Integer. Number of iterations to generate. If NULL (default) n is set to the maximum length of meanlog, sdlog and rho.

meanlog

Numeric. Mean(s) of the normal (log) distribution for the innovations. Recycled to length n if necessary.

sdlog

Numeric. Standard deviation(s) of the normal (log) distribution for the innovations. Recycled to length n if necessary.

rho

Numeric. AR(1) autocorrelation parameter(s) in -1, 1. Recycled to length n if necessary.

years

Integer or character vector. Years (time dimension) for the returned FLQuant (length determines number of time steps).

bias.correct

Logical.
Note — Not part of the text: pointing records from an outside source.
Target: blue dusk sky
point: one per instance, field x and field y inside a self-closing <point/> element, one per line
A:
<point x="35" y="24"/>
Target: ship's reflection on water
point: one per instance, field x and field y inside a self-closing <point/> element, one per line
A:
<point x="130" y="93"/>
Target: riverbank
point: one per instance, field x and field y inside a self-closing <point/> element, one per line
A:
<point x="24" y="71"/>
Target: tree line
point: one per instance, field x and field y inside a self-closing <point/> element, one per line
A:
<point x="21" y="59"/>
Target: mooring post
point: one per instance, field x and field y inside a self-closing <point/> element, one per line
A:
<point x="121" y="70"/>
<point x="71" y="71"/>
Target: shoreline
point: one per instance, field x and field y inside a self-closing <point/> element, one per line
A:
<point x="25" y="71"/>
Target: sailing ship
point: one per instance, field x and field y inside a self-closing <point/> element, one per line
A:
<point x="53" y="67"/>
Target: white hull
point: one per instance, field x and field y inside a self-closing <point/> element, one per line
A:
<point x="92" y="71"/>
If TRUE (default FALSE) subtract 0.5 * sdlog^2 from the log-series before exponentiation to correct for the lognormal bias.

Value

An object of class FLQuant with dimensions year x iter containing the simulated log-normal AR(1) series.

Details

The function first draws independent normal samples with given meanlog and sdlog, constructs an AR(1) process with correlation parameter rho, and finally exponentiates the series. If bias.correct = TRUE the log-normal bias (0.5 * sdlog^2) is removed on the log-scale so that the resulting series have the requested meanlog on the log-scale.

The simulation proceeds as follows:

  1. Draw independent normal innovations: eps_t,i ~ N(meanlog_i, sdlog_i^2).

  2. Build the AR(1) process: x_t,i = rho_i * x_t-1,i + sqrt(1 - rho_i^2) * eps_t,i, with x_1,i = eps_1,i.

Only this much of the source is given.